I remember my Dad telling me, when I turned up my nose at some canned peas, “Don’t worry about what it tastes like. It’s just fuel”. (My Dad also drank Old Moxie and claimed to like it, which tells you something about his palate).This was New England in the 1950’s, when TV dinners promised a hip future of standardized, sanitized consumption, and wine was just a cheap beverage consumed by the bedraggled, lost souls snoozing under the pier on the river.

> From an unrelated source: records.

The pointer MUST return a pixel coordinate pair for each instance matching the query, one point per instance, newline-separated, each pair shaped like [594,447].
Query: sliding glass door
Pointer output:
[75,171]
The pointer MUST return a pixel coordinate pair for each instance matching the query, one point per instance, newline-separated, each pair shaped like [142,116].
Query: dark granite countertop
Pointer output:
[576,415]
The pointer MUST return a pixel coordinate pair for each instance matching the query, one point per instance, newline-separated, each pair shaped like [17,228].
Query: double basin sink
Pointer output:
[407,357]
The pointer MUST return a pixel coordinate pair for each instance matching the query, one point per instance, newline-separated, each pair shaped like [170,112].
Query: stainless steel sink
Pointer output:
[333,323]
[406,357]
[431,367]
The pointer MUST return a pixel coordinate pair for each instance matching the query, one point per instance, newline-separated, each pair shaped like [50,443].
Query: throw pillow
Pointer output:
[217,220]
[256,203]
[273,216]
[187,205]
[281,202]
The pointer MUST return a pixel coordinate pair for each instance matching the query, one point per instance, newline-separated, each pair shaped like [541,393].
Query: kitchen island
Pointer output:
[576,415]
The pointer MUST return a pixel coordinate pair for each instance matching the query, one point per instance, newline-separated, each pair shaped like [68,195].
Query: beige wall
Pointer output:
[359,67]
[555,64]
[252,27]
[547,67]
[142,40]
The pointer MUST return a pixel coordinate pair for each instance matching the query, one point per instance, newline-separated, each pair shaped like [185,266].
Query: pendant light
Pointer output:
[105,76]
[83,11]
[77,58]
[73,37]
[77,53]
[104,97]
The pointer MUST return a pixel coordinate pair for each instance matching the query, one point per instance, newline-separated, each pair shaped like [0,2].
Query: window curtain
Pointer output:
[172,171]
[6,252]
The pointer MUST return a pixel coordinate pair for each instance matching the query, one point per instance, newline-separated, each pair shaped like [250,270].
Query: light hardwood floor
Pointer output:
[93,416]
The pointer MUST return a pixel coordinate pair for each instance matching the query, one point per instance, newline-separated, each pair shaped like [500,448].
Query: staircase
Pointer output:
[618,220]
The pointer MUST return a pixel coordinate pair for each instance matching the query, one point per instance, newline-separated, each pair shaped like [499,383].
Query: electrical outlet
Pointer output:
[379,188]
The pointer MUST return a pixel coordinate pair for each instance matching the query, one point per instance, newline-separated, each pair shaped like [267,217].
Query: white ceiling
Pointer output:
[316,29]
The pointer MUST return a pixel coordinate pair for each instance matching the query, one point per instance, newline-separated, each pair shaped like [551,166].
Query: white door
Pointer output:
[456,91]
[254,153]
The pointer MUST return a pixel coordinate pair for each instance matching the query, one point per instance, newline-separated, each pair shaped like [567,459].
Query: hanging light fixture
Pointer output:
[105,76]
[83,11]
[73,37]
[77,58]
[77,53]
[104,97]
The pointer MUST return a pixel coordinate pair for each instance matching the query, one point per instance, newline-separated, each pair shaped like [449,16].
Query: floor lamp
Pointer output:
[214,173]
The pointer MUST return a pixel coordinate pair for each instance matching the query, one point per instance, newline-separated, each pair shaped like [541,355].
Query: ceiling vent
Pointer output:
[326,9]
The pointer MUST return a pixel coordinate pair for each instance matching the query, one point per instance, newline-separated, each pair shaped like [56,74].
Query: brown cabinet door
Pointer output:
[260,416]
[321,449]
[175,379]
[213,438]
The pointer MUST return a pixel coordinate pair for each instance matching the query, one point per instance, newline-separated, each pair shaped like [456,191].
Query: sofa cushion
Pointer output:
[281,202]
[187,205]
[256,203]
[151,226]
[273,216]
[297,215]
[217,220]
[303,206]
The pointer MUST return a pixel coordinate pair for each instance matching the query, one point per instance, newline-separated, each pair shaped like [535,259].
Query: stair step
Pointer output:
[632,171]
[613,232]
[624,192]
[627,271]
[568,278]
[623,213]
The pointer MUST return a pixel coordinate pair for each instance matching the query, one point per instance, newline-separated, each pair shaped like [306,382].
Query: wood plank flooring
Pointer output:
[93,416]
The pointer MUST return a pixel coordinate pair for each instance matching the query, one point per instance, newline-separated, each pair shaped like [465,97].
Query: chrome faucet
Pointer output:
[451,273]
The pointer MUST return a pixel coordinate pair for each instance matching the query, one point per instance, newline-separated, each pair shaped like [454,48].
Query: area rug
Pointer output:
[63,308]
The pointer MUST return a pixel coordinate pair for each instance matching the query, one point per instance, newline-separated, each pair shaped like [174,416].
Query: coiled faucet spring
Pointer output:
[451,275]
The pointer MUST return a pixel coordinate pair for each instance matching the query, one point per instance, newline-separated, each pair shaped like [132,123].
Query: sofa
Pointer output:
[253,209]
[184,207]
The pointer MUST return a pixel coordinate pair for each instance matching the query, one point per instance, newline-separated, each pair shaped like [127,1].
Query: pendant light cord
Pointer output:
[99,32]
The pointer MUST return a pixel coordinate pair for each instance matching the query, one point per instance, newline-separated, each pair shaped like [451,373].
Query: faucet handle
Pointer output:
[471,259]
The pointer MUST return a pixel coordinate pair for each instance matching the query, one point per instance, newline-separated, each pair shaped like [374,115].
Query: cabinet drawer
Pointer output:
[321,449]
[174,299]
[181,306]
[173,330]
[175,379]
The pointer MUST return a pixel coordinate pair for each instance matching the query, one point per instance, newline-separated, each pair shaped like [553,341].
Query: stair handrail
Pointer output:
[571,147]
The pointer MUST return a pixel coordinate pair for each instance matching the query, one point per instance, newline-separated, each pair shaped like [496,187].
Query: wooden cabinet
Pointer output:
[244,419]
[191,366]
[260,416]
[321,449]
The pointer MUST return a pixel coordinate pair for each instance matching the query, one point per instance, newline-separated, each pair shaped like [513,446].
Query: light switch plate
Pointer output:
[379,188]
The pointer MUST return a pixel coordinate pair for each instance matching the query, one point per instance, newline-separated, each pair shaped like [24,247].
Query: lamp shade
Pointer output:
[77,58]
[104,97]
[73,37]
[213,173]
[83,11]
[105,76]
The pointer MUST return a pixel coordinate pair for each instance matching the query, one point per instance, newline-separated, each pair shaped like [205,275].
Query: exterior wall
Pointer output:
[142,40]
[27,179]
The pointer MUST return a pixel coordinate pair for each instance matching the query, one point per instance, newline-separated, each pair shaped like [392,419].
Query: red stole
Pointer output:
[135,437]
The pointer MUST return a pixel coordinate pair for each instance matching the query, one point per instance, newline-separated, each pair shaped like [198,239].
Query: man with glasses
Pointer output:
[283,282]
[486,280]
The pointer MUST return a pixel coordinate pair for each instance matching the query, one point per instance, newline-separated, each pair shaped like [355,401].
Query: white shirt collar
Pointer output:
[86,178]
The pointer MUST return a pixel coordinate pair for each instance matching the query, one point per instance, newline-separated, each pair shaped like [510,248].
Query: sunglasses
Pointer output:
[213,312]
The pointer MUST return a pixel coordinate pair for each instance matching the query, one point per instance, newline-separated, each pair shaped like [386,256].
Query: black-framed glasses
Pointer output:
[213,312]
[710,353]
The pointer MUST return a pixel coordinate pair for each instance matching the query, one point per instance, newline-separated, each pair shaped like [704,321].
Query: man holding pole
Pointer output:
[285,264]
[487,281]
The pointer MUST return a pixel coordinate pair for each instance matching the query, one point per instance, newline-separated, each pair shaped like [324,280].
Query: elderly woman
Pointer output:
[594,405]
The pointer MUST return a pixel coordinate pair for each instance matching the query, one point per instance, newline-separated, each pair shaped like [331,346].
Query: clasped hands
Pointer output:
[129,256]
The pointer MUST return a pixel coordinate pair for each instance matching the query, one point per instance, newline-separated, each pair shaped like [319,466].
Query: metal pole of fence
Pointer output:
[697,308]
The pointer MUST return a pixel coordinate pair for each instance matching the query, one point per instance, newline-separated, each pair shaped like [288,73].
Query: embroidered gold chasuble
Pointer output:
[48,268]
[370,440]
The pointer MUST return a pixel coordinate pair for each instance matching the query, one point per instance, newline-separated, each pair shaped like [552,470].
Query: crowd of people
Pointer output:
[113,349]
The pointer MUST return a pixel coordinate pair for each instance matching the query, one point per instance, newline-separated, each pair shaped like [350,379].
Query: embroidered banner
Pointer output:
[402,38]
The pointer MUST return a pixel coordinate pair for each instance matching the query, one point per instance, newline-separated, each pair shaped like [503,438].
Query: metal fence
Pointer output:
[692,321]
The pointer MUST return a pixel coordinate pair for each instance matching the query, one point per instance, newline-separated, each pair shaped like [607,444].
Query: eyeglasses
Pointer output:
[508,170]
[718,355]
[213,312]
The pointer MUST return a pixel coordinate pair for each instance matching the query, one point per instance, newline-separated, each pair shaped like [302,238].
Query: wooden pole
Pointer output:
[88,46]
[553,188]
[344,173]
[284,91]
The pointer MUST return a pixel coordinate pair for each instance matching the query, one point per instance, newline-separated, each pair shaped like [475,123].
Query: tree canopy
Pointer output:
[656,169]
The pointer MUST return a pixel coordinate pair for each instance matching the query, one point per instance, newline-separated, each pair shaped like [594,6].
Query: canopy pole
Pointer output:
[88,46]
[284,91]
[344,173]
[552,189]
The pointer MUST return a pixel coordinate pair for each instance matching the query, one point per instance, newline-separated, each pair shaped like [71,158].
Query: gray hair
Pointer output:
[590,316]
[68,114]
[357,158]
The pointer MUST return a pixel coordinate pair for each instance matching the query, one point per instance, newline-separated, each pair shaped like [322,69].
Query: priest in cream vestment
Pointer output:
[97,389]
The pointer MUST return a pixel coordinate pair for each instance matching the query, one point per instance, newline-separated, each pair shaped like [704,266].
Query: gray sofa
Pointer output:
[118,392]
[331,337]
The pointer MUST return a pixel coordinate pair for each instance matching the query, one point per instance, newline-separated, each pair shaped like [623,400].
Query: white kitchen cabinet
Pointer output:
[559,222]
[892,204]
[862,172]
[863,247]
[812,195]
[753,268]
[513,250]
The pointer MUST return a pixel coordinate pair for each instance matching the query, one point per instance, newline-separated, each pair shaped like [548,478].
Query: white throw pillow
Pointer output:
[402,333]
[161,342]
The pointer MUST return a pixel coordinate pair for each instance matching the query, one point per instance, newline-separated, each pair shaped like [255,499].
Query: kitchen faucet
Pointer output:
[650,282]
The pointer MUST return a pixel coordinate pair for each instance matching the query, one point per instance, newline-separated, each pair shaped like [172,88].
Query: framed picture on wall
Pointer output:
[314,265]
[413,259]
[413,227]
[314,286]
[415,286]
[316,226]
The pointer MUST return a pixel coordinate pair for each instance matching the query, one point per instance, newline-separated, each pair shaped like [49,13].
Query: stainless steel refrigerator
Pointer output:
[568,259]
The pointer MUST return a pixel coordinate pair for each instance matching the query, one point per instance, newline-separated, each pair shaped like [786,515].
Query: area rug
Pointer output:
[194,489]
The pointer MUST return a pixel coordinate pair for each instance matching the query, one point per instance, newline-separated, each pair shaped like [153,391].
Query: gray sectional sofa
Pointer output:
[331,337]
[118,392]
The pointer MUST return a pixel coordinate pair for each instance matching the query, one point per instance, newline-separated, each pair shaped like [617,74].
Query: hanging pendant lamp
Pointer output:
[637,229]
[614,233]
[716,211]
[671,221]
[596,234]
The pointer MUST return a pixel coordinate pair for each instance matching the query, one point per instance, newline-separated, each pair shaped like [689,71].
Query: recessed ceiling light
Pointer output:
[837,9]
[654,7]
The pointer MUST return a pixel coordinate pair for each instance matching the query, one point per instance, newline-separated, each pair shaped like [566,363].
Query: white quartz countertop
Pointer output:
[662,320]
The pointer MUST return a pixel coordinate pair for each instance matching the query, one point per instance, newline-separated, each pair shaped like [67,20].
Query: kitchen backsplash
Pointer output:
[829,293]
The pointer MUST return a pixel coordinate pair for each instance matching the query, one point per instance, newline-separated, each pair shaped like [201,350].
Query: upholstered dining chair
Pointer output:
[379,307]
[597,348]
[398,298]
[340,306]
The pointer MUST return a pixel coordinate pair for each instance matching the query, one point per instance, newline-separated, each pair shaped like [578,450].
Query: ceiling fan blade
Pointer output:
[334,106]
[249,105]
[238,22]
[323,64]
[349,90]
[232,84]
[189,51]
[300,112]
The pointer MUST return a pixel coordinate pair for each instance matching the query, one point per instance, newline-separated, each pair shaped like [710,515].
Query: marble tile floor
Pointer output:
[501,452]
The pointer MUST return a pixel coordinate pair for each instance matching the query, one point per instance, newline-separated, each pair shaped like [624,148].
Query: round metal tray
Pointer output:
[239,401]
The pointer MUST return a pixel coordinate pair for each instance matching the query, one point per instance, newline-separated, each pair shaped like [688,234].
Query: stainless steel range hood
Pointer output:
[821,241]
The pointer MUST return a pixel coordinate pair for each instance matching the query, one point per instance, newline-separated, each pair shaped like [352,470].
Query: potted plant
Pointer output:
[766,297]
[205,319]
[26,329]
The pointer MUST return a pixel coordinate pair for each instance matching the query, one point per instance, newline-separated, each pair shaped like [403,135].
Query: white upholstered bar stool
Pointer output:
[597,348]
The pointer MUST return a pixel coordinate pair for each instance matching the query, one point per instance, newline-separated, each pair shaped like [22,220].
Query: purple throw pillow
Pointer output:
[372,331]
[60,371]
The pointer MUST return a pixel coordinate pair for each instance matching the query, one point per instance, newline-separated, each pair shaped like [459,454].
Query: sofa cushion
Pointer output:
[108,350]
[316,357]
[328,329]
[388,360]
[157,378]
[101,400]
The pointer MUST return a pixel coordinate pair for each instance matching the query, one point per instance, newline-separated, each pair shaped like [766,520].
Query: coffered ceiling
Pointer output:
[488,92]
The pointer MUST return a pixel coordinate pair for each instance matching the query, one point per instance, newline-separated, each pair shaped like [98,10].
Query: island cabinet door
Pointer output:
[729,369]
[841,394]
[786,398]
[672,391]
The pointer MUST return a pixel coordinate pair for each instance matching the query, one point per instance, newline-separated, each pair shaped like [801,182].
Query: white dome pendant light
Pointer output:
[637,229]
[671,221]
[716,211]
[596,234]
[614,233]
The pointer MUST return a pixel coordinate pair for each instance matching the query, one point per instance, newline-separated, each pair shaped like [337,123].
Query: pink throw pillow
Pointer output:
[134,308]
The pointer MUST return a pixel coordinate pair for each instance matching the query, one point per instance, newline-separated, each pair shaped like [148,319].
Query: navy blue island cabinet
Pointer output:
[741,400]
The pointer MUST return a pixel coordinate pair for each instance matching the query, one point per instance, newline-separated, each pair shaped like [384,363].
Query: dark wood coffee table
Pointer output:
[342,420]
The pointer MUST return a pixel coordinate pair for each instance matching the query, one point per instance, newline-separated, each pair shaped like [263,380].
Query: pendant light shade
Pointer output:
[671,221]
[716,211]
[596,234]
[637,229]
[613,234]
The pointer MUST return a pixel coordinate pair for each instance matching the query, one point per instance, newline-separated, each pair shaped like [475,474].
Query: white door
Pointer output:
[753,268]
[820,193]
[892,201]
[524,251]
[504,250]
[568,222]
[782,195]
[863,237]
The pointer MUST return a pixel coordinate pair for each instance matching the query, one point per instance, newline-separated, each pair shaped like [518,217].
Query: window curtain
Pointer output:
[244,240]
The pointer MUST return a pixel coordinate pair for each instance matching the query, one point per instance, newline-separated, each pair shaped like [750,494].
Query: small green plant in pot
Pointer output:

Of course food was not always merely fuel, even for “practical” folk like my father. Thanksgiving was an occasion for much praising of Aunt Emma’s mince meat pie, a dubious concoction of venison, dried fruits and baking spices, served after a desiccated turkey, marshmallow-topped sweet potatoes, and green bean casserole baked with cream of mushroom soup. It was all enthusiastically consumed with much gratitude and good cheer. Food symbolized sharing, family continuity, and cohesiveness, but none of this had much to do with flavor. Only those magical moments—the pure joy of an ice cream cone after pitching hay in summer heat or a warming soup after digging out from under a blizzard—were akin to pleasures of the palate, but they were more a matter of biological readjustment than a response to flavor. In mid-20th Century United States, the connoisseur was an eccentric, flavor a minority taste.
Times have changed. Today, conversations about food and wine multiply on the Internet like radioactive rabbits. Food magazines explain how to entice every molecule of flavor from the freshest ingredients available and trumpet the virtues of exotic ingredients that would have made our parents cringe. And tonight all across the country home cooks will be hoping their kale, cornbread, hazelnut, and chorizo stuffing will pass muster.
I wish everyone a Thanksgiving full of sharing, gratitude, celebration—and lots and lots of flavor.